4.3. Anionic Boron Clusters: Building Blocks for Battery Applications

Negatively charged boron clusters have been tested as counteranions in lithium‐, sodium‐, and magnesium‐ion batteries.70 The most robust mono‐ and dianionic twelve‐vertex clusters {closo‐1‐CB₁₁} and {closo‐B₁₂} and to a lesser extent the related ten‐vertex derivatives {closo‐1‐CB₉} and {closo‐B₁₀} have been a focus of this research (Figure 9).47b, 70a, 71 In addition to the parent anionic boron clusters with hydrogen substituents, per‐ and polyhalogenated clusters, which are among the most weakly coordinating anions,50 are of interest for battery applications. In general, the introduction of halogen substituents results in increased chemical and electrochemical stability.72

Figure 9.

The most relevant parent boron clusters with respect to metal‐ion batteries (top) and a complex Mg²⁺ salt that contains 1,7‐carboranyl ligands (bottom, thf=tetrahydrofuran).

The first studies of Li salts of polyhalogenated closo‐borate ions, Li₂[closo‐B₁₀Cl₁₀] and Li₂[closo‐B₁₂Cl₁₂], as components of electrolytes date back to the 1970s.46b, 71 Later, lithium salts of other anionic clusters were prepared and some of their properties, for example, specific conductivity, have been studied. Especially noteworthy are the per‐ and polyfluorinated derivatives46d Li₂[closo‐B₁₂F₁₂] (Figure 9),54, 73 [(CH₃)₃N‐closo‐B₁₂F₁₁]⁻,74 and [1‐CH₃‐closo‐1‐CB₁₁F₁₁]⁻ (Figure 9),74b which provide high specific conductivities.
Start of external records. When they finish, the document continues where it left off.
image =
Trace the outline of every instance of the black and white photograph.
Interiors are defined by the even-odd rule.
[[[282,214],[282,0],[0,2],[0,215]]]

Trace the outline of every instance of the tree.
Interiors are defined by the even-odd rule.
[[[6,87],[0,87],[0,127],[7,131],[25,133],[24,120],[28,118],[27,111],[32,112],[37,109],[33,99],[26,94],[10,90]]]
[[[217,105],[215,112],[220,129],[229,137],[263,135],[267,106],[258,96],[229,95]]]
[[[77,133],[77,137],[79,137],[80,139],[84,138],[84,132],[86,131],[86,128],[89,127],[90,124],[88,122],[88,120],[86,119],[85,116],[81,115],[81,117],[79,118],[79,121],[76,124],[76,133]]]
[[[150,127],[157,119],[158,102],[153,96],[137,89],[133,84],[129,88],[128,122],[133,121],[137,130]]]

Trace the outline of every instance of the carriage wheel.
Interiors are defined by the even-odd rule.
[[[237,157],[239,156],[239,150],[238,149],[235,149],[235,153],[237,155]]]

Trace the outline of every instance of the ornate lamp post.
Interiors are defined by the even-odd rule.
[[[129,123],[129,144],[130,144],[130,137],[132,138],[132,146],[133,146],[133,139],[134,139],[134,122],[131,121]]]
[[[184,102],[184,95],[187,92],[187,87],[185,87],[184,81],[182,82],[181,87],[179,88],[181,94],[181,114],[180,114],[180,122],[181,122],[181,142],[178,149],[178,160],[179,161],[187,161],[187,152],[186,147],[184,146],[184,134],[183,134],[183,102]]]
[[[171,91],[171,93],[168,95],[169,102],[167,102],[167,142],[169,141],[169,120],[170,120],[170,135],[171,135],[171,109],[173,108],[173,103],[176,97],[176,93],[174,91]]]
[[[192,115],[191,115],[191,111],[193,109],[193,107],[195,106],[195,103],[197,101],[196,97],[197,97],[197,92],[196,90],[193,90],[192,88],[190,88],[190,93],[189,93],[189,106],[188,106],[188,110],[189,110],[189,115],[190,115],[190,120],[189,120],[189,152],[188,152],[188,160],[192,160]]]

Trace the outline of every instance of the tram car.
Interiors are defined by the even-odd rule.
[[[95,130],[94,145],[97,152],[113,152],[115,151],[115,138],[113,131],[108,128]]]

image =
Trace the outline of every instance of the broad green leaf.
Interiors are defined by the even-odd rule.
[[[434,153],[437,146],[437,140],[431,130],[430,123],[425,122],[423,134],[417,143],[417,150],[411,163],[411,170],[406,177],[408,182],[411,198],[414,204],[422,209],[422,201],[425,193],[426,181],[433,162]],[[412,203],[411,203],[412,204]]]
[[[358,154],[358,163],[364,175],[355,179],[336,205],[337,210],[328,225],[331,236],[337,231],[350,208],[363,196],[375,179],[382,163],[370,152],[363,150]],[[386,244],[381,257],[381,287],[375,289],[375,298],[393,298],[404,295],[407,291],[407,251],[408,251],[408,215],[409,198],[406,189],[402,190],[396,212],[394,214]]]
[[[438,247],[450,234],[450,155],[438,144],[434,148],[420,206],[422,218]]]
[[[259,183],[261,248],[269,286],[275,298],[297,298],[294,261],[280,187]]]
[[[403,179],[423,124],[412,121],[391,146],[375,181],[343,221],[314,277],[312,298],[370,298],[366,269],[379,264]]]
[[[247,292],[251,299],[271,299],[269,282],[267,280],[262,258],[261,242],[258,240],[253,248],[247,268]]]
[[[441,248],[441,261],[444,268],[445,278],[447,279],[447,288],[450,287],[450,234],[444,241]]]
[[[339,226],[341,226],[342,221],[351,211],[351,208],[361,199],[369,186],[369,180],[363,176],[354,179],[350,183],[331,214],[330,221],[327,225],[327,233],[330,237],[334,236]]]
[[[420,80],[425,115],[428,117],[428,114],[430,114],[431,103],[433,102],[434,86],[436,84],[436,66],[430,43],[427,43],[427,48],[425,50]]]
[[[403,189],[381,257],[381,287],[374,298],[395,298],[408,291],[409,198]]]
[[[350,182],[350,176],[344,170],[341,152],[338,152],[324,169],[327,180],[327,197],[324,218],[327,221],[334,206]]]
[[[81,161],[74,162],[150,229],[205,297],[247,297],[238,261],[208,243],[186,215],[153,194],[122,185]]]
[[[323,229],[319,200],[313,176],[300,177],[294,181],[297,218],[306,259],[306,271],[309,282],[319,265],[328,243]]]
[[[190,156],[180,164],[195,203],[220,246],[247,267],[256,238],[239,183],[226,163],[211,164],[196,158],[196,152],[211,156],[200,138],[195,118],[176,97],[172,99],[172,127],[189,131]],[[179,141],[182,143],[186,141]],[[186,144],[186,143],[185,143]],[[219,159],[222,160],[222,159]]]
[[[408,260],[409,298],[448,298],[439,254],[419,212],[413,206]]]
The parent clusters [closo‐1‐CB_nH_n+1]⁻ (n=11, 9) and [closo‐B_nH_n]²⁻ (n=12, 10) have attracted considerable interest as halogen‐free counterions in battery applications in recent years, especially for Mg‐ion batteries.59a, 59c, 59d, 70, 71, 75 In addition to magnesium salts of all‐boron and monocarbaboron closo‐clusters, a Grignard‐type electrolyte based on deprotonated 1,7‐dicarba‐closo‐dodecaborane (m‐carborane) gave promising results. The salt [Mg₂C_l3(thf)₆]⁺[Mg(closo‐1,7‐C₂B₁₀H₁₁)₂Cl(thf)]⁻ was crystallized from a solution of this electrolyte (Figure 9) and thus provided evidence for the coordination of the carboranyl ligand to the metal center through a Mg−C_cluster bond.76

Ionic liquids based on anionic boron clusters70a, 77 are promising components of electrolytes for Li‐ and Mg‐ion batteries. These ILs are replacements for volatile ethereal solvents such as tetrahydrofuran.78

In addition to applications in liquid electrolytes, anionic boron clusters have been discussed as building blocks for solid‐state metal‐ion batteries,70b, 70c, 70d, 70e, 70f, 71, 79 especially because of the superionic conduction observed, for example, for Na₂[closo‐B₁₂H₁₂]80 and M₂[closo‐1‐CB₉H₁₀][closo‐1‐CB₁₁H₁₂] (M=Li, Na).81 The mixed salt Na₂[closo‐B₁₂H₁₂]_0.5[closo‐B₁₀H₁₀]_0.5 was used for the construction of a stable 3 V all‐solid‐state sodium‐ion battery,82 which exemplifies the potential of these solid electrolytes. The study of metal‐ion conductivity of salts of anionic perhalogenated closo‐boron clusters showed the potential of such salts for battery applications.79b

Anionic closo‐boron clusters with pseudohalogen substituents, for example, [closo‐B₁₂X₁₂]²⁻ and [closo‐1‐CB₁₁X₁₂]⁻ (X=CN, SCN),83 have been suggested as alternatives for polyhalogenated closo‐clusters for battery and related applications.83, 84 These clusters have been calculated to provide extraordinarily high stabilities against oxidation. This prediction was recently supported by the results of an experimental gas‐phase study on the [closo‐B₁₂(CN)₁₂]²⁻ ion.85 A few related mixed‐substituted {closo‐1‐CB₁₁} anions bearing halide and cyano substituents have also been reported.86

4.4. Summary and Perspectives

Tetracoordinate borate anions and anionic boron clusters are highly important building blocks for diverse fields of materials chemistry, especially for electrochemical and optoelectronic devices, such as batteries, supercapacitors, and solar cells. Their versatility allows for facile tuning of the properties, and thus borate anions will be of increasing importance for the design of advanced conducting salts and ionomers. This will stimulate research into both metal and organic salts of boron‐based anions.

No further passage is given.